Checking back in with those voters as the clock counts down, we found most were unmoved, indeed unimpressed, by the campaign. Most say their votes will be determined by policies rather than personalities and performances.
Peter Vadiveloo and his partner Belinda Haydon are disappointed the need for action on climate change has not featured more prominently. “It’s universally the thing that concerns most Australians and neither [party] are daring to say anything because they’re too afraid to speak,” Vadiveloo says.
ABC Vote Compass found climate change was the top concern for Australians generally. But for this couple, the offerings of both major parties fall short — and both still plan to vote Green.
“The [Liberal National Party’s] targets are consistent with 3 degrees of global warming and Labor is consistent with 2 degrees. It’s only the teal independents and the Greens who have policies that will keep us at 1.5 degrees global warming,” says Haydon.
First-time voter Kyra Hatsikosmidis has been inundated with political ads, in person, on YouTube, television and in the mailbox. “I see Gladys wherever I turn,” she says, referring to corflutes and posters of Liu around the neighbourhood.
Everywhere, that is, except where she had wanted to see the Liberal MP turn up — at the climate change forum on April 30 that Hatsikosmidis helped organise. Nor was it the only forum where the Liberal candidate’s seat was left empty.
Rising property prices were a key concern for Chinese-Australian bus driver Xin Yang, who wants his children to be able to afford a house one day.

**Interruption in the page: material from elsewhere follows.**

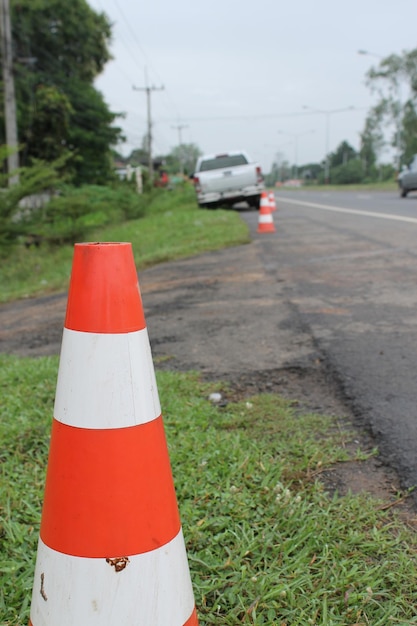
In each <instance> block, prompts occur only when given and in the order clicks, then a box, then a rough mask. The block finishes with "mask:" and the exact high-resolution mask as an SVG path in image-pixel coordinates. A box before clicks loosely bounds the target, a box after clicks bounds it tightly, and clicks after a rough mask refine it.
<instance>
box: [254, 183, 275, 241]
mask: <svg viewBox="0 0 417 626" xmlns="http://www.w3.org/2000/svg"><path fill="white" fill-rule="evenodd" d="M274 232H275V225H274V220H273V219H272V214H271V209H270V207H269V198H268V193H267V192H266V191H263V192H262V195H261V202H260V206H259V217H258V233H274Z"/></svg>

Yang says he did not pay much attention to the election until recently when something caught his eye among the election material in his mailbox: “I noticed one thing from the Labor Party. Anthony Albanese mentioned the first-home buyer policy. It’s a new policy. If the property is a new home, they will cover 40% of the purchase price.”

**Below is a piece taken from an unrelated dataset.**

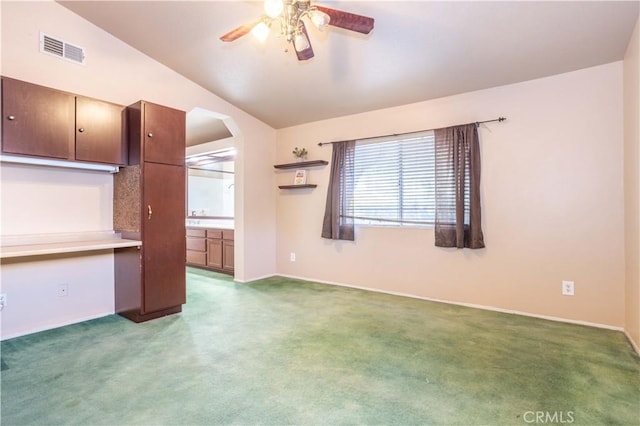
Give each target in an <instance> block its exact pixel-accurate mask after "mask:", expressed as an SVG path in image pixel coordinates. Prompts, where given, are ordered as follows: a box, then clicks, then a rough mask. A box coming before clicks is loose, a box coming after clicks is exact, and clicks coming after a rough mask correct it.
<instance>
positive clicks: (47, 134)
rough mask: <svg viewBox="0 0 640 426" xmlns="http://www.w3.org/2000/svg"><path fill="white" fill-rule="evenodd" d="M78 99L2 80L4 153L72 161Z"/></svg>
mask: <svg viewBox="0 0 640 426" xmlns="http://www.w3.org/2000/svg"><path fill="white" fill-rule="evenodd" d="M74 103H75V97H74V96H73V95H71V94H68V93H64V92H60V91H57V90H53V89H49V88H46V87H42V86H37V85H35V84H31V83H26V82H24V81H20V80H14V79H9V78H3V79H2V152H4V153H7V154H21V155H35V156H41V157H51V158H58V159H64V160H72V159H73V155H74V152H73V146H74V134H75V131H74V124H75V118H74V116H75V105H74Z"/></svg>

Alison Cooke is still weighing up who to vote for and has been underwhelmed by both major parties.
Aged care and the National Disability Insurance Scheme are the two issues important to Cooke, and could potentially sway her towards Labor: “I guess Labor is kind of standing out a bit more for me for those two areas, particularly NDIS.”
Mannie Kaur Verma — a Labor Party member — says childcare and gender equality are her priorities, along with reforming what she describes as an unfair and unjust migration system. The Indian-born Australian says she’s ready for a new government, “one that’s more focused on women and really trying to bridge that gap for gender equality, and you know, just a better future really”.

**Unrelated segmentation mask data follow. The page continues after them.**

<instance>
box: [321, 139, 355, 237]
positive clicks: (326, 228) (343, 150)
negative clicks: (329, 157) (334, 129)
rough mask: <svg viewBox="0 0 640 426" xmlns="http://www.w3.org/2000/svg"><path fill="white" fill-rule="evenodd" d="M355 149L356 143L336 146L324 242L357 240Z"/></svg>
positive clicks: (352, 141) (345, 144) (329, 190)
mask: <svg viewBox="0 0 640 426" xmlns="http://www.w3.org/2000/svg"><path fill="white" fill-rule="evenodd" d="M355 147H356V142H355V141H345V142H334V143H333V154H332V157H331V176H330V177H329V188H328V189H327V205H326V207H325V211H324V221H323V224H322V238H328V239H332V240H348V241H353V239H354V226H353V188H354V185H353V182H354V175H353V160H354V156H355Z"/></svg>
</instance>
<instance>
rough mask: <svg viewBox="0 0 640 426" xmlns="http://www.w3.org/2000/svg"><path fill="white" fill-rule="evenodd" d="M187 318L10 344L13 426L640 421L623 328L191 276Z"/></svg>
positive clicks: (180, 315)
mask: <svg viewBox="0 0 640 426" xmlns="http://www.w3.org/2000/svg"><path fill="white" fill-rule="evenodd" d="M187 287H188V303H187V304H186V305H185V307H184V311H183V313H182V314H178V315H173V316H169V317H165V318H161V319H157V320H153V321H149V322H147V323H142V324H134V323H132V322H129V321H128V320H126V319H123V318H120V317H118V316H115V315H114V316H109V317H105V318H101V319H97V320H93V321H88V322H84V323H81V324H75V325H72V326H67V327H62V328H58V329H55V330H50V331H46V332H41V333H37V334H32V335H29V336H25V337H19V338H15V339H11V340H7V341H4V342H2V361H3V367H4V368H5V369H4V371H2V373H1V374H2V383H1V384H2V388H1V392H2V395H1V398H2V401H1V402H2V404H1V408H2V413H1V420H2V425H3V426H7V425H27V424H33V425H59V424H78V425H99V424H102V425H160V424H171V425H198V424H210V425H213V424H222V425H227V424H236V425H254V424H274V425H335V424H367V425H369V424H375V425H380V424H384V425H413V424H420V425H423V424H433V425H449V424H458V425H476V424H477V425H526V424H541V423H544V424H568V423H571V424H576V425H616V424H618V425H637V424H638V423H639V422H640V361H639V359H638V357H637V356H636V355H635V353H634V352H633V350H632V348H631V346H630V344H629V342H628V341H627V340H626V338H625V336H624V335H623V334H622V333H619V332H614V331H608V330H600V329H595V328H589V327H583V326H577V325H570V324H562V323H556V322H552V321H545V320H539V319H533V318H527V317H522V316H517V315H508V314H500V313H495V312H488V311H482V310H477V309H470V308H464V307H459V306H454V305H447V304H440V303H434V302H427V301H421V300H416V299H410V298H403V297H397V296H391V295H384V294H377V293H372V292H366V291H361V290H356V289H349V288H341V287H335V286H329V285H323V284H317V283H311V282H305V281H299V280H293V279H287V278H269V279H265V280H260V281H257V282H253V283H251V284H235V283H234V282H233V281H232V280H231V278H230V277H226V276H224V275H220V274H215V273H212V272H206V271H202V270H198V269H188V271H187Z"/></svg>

Many people she’s spoken to in Chisholm have already voted, either by post or pre-poll. And like those striding confidently into the pre-poll booth: “I think the majority of people know what they want now.”
Permaculturalist Delldint Fleming has been methodically researching all the candidates — both for Chisholm and the Senate — looking into their policies and voting history. Her share house of five has been engaging in quite a few political discussions “about policies and kind of comparing each other’s notes on what we think is good and why”.
Fleming’s method is to write up all the candidates on a big piece of paper, placing boxes next to their names. She colours these red or green, depending on whether she thinks the candidate has good or bad policies. If they have no policy on an issue she leaves their box blank.
Neighbourhood news site Eastsider News had hoped to make it easier for locals like Fleming to weigh up Chisholm’s candidates, inviting all 12 aspirants to provide a statement for an election special. Editor John Malvestuto says he’s been disappointed, receiving “zero response back” from the two major parties.
He says Garland and Liu have been throwing their effort into swaying early voters, spending much of their time at the pre-polling station in Mount Waverley, handing out how-to-vote cards and campaigning at the booth.